Viele Jahre hat die Stadt dem Fluss den Rücken zugekehrt. Nun wächst Nürnberg wieder ans Wasser und öffnet das Ufer der Pegnitz für seine Bürger.
Die Pegnitz wirkt seltsam entrückt. In Nürnberg hat man auf den Fluss bislang immer nur von oben geguckt. Von Brücken haben sie in der Frankenmetropole die idyllische Aussicht genossen. Von der Museumsbrücke auf das Heilig-Geist-Spital oder von der Fleischbrücke auf die Liebesinsel. Aber immer standen die Nürnberger über ihrem Fluss - sind nie richtig nah an die Lebensader in der Altstadt gekommen.
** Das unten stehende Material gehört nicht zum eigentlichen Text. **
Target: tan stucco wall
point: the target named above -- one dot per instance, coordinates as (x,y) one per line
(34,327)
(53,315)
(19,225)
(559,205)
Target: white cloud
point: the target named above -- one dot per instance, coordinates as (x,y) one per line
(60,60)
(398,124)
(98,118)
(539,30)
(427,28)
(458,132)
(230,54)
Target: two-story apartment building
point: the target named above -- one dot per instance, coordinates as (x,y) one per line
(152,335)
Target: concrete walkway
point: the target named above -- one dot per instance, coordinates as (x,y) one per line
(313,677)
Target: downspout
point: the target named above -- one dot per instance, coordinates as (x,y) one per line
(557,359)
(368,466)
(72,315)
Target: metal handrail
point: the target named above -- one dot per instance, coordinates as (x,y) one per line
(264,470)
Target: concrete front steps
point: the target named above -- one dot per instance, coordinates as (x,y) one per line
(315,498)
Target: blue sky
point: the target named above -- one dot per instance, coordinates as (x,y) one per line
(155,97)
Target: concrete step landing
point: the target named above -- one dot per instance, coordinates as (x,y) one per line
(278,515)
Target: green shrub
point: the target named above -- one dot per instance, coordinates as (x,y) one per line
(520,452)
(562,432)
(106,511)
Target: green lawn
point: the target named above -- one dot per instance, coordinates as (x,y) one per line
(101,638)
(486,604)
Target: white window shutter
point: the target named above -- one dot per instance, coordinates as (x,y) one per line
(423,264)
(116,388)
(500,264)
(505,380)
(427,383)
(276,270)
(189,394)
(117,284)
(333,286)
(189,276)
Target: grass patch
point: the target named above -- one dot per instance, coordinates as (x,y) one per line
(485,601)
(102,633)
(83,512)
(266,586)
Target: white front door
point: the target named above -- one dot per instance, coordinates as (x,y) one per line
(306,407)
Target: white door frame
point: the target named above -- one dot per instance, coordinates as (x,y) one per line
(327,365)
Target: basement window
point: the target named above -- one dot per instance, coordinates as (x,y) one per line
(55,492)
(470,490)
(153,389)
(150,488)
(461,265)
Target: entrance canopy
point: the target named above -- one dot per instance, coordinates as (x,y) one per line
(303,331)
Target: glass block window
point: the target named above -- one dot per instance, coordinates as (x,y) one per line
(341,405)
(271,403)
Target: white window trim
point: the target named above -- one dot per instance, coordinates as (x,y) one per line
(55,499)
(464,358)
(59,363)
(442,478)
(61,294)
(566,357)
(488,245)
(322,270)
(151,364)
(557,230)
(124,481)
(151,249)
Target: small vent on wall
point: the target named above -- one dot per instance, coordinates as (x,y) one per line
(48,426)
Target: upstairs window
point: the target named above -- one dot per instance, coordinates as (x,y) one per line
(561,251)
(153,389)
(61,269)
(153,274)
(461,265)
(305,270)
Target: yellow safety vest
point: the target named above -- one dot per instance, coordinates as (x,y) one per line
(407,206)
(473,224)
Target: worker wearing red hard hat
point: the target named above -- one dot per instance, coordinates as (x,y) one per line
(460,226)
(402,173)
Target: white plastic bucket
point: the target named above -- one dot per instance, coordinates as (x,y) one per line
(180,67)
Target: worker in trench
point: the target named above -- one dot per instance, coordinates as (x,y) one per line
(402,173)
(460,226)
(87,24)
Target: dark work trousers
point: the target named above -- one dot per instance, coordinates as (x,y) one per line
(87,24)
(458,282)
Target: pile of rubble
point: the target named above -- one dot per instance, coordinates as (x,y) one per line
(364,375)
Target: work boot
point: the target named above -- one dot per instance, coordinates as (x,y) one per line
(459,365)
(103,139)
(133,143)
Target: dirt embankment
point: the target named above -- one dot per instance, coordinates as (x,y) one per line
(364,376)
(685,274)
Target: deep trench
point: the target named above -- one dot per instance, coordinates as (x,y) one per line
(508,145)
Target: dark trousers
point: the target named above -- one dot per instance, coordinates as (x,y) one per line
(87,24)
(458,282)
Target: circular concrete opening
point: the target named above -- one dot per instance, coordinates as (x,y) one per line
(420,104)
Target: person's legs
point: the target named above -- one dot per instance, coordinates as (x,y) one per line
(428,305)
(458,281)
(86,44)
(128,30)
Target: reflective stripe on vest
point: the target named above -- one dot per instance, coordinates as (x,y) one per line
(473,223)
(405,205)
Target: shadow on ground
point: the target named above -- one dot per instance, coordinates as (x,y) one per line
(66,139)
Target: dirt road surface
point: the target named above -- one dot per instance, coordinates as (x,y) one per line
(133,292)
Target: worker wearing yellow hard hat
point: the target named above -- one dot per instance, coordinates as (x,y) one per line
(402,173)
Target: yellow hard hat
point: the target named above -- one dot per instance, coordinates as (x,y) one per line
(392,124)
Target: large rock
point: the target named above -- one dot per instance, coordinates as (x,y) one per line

Mit dem Projekt "Altstadt ans Wasser" soll sich das alles ändern.
Am Südufer der Insel Schütt beim Cinecittá-Kino ist diese Veränderung bereits zu sehen. Die Ufermauer wurde abgesenkt. Sitzstufen aus Sandstein laden in Augenhöhe mit dem Wasserspiegel zum Verweilen ein. Neue Bäume wurden gepflanzt, alter Wildwuchs ausgelichtet, ein paar Bänke für die Gemütlichkeit aufgestellt. Es gibt Treppen und einen barrierefreien Zugang.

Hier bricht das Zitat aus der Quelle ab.